# SRAM Red Chainrings on other SRAM cranks?



## stunzeed (Jul 27, 2007)

Anyone know if I can run the SRAM Red chainrings on my S900 crankset


----------



## gospastic (Nov 8, 2008)

Yes, I'm pretty sure you can. I put RED chainrings on Force cranks. They work without issue.


----------



## redondoaveb (Jan 16, 2011)

gospastic said:


> Yes, I'm pretty sure you can. I put RED chainrings on Force cranks. They work without issue.


I have Force crank also, what is the difference between Red and Force chainrings? Has the change been a good one?


----------



## squareslinky (Aug 13, 2009)

gospastic said:


> Yes, I'm pretty sure you can. I put RED chainrings on Force cranks. They work without issue.


Can you post a picture?


----------



## gospastic (Nov 8, 2008)

redondoaveb said:


> I have Force crank also, what is the difference between Red and Force chainrings? Has the change been a good one?

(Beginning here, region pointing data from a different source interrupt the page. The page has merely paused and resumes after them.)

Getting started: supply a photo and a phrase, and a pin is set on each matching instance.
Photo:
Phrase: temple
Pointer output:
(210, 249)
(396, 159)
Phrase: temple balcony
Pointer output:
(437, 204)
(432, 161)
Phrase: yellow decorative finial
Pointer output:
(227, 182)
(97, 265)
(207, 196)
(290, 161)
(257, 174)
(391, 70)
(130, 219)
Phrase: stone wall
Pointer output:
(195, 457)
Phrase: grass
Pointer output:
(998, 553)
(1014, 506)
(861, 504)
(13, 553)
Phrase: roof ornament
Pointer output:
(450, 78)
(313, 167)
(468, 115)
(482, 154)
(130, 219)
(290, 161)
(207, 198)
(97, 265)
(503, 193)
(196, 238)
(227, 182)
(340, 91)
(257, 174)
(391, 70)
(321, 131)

I'm not sure. I changed them immediately.


----------



## gospastic (Nov 8, 2008)

squareslinky said:


> Can you post a picture?


Yes I can:


----------



## RC28 (May 9, 2002)

stunzeed said:


> Anyone know if I can run the SRAM Red chainrings on my S900 crankset



As long as the BCD on both cranksets is the same (130 to 130 or 110 to 110) there should be no problems.


----------



## Bullvine (Sep 9, 2009)

That's a pretty bike, what wheels are those? :thumbsup:


----------